The Vermont Experiment
on hinge moments and making it new, again
Last night, I hosted Dan Chiasson at Middlebury to discuss his excellent book Bernie for Burlington - a deeply researched hybrid of memoir, biography, and ode to place and time. Dan and I had a candid & joyful pre-event dinner, and bumped into Bill McKibben, all three of us acknowledging the intense political nature of the night.

In fact, I had just read Bill’s latest newsletter minutes before while drinking a glass of Pinot at the bar. He wrote:
While we wait to see what variety of war crimes Donald Trump decides on following his 8 pm deadline tonight, I think we can assess one outcome of this stupid war already: both the emotional valence and the structural understanding of different energy sources has shifted, and for good. Meaning takes a very long time to erode, but when it does the switch can come quickly; we’re living at a hinge moment, and on the other side of the door is a different world.
Living at a hinge moment. Those words, this feeling.
It felt poignant and heavy to be talking about a political book as the sitting president unleashed an unhinged genocidal rant, and yet moments before our event began, the deal was announced, and an uneasy calm settled.
The gracious and lovely Julia Alvarez was in the audience as Dan read about her early adulthood in Burlington, launching her politically-tinged art as Sanders navigated what Dan beautifully termed “a change within a change.” Dan’s characterization of the Burlington of this era - in flux, youth popping off in punk culture, the conscious redistribution of power, hope - made my pulse quicken. Change starts small; it reverberates.
Alvarez served as a source for Dan’s book, and coming together in conversation last night at Middlebury felt like belonging to a beautiful web of history, art, politics, protest, meaning.
*
This morning, my friend Gus Speth forwarded Jeremy Lent’s words on “Breaking the Consensus Trance” - essentially encouraging the public to further wake up to the system. Lent writes:
We are collectively marching toward what author Amitav Ghosh calls omnicide — “the desire to destroy everything,” the unrestrainable excess intrinsic to a vision of the world-as-resource. It is Windigo’s omnicidal compulsion that explains how, even as climate breakdown threatens the foundations of human civilization, governments spend over a trillion dollars a year subsidizing the fossil fuel industry, and banks have channeled over three trillion dollars to fossil fuel companies since the Paris Agreement, while the funds needed to protect living ecosystems go almost entirely unraised.
In short, why do we always forget we can make it new?
*
There is a way in which nights like these—full of language, memory, and a shared sense of place—can feel almost separate from the larger forces moving around us. But they are not. They are part of the same fabric. The same questions.

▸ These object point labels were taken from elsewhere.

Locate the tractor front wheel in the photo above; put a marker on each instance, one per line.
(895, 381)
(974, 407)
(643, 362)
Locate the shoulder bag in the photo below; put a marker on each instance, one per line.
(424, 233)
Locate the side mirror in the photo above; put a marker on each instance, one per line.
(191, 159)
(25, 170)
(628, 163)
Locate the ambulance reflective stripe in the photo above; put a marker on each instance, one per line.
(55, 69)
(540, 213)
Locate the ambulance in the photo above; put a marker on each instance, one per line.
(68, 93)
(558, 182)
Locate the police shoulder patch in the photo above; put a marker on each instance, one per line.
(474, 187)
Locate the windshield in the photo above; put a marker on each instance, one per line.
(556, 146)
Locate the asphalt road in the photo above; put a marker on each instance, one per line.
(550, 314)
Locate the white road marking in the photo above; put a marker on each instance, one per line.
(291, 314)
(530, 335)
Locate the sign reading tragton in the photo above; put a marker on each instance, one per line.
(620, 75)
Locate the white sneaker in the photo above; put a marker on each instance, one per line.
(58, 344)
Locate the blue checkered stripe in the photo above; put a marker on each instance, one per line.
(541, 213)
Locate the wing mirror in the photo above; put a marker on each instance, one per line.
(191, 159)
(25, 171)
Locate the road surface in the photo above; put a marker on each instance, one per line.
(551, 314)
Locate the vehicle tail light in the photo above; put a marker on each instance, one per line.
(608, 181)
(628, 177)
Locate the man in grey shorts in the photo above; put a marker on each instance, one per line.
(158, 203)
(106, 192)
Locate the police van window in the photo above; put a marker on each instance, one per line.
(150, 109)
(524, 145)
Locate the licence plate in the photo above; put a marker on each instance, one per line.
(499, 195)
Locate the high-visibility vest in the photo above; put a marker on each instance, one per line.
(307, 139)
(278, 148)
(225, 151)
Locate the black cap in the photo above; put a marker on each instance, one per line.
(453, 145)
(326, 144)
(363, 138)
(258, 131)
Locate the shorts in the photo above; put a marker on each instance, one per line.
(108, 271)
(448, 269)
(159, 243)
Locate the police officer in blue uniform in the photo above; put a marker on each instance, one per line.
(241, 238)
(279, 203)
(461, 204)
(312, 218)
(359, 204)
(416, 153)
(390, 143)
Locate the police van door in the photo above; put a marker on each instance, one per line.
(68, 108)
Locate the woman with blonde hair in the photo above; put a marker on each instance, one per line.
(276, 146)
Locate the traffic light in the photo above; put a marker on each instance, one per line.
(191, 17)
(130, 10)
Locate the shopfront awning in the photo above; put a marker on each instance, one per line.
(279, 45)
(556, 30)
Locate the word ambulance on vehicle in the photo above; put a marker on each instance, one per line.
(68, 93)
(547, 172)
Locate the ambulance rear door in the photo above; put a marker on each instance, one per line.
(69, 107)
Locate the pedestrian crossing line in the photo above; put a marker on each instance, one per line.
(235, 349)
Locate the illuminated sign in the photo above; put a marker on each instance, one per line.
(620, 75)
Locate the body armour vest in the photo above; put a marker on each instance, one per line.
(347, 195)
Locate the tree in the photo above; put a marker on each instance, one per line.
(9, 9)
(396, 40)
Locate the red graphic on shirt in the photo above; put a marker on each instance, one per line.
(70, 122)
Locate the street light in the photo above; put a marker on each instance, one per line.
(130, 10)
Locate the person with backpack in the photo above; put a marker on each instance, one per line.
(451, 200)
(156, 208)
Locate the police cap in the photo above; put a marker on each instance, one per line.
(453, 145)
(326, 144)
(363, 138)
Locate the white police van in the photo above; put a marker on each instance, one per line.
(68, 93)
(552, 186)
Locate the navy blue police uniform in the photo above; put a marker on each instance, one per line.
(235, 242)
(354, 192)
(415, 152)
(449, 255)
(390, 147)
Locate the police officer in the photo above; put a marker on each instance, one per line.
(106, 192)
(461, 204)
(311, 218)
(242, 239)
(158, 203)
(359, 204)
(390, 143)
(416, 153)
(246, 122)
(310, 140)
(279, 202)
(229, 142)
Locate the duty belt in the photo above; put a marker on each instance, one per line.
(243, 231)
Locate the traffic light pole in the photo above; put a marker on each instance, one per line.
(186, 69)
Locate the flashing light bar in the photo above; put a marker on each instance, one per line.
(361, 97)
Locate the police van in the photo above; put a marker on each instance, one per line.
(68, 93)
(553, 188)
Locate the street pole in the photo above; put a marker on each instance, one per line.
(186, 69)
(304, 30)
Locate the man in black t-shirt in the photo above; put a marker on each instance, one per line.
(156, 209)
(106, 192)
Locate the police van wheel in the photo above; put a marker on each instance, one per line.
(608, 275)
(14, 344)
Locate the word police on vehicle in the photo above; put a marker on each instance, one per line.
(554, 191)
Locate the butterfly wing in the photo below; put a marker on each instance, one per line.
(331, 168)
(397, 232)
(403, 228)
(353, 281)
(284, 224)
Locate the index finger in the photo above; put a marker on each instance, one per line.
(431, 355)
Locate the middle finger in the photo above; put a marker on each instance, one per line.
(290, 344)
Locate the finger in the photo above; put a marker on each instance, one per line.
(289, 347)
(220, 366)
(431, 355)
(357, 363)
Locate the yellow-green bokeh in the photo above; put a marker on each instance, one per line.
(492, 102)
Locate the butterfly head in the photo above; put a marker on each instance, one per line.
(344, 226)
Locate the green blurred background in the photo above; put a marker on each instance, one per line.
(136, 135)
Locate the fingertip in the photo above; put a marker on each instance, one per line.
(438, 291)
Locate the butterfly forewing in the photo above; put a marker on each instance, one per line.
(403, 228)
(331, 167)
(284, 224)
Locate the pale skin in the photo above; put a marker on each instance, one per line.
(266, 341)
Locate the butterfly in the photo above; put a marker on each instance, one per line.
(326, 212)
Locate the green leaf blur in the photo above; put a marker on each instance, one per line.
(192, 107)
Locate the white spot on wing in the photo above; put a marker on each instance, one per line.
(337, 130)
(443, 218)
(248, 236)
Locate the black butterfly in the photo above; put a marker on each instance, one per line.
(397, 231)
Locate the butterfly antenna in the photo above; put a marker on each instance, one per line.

What Dan’s book captures, so quietly and precisely, is that change does not arrive fully formed. It emerges unevenly, hyper-locally, often through small acts of attention and insistence—through people willing to imagine a different structure for the world, even when the larger system resists it.
And yet, as Lent reminds us, the system is not abstract. It is active, funded, sustained. It requires a kind of collective agreement—a trance—that allows us to look away from what is plainly before us. And we are so good at looking away. So good at numbing ourselves. So good at believing it is simply out of our hands.
To write, to teach, to gather in rooms like the one we sat in last night, is not separate from that reality. It is one way of staying awake to it.
And staying awake, at this moment, means also saying the harder thing.
It means naming where our institutions fall short, even when we are part of them. It means refusing the softer narratives that allow us to feel aligned without actually changing anything. It means, at times, speaking plainly about the contradictions we live inside—something I’ve recently been connecting with the Conservation Law Foundation about.
Because if we are, as Bill writes, at a hinge moment, then what matters is not only what we believe, but what we are willing to see clearly—and to say out loud and act upon.
Last night felt, in its way, like a reminder: that art, politics, and place are not separate domains, but overlapping fields of attention. That meaning is made, and remade, in community. And that even now, even here, there remains the possibility of a different world—if we are willing to imagine it, and to name what stands in its way.
xo
MMB
PS - You can read more about my thoughts on honesty vs efficacy here.
PSS - Listen to the brilliant Nathaniel Rich lecture about the formula of activism, the dominant motifs in communication (“it’s not too late to act”), at the Bread Loaf Environmental Writers’ Conference I direct.


A lucky night in Vermont!
Megan, this is excellent. I keep coming back to certain sentences over and over. One thought that occurs to me is this: many of us, in this country, lead pretty comfortable lives. Even though gas is terribly expensive, even though the cost of food and education rises, even as our privacy erodes, it all happens at a pace we can tolerate and (for the moment) adapt to. Meaningful change on our parts- willfully stepping out of and unplugging from the system- will cause discomfort, here and now. I don’t have an answer- I’m not even entirely sure of my question- but maybe it’s “what am I willing to give up or do differently that will be uncomfortable now, so that I can be part of pulling us back from disaster in the future?”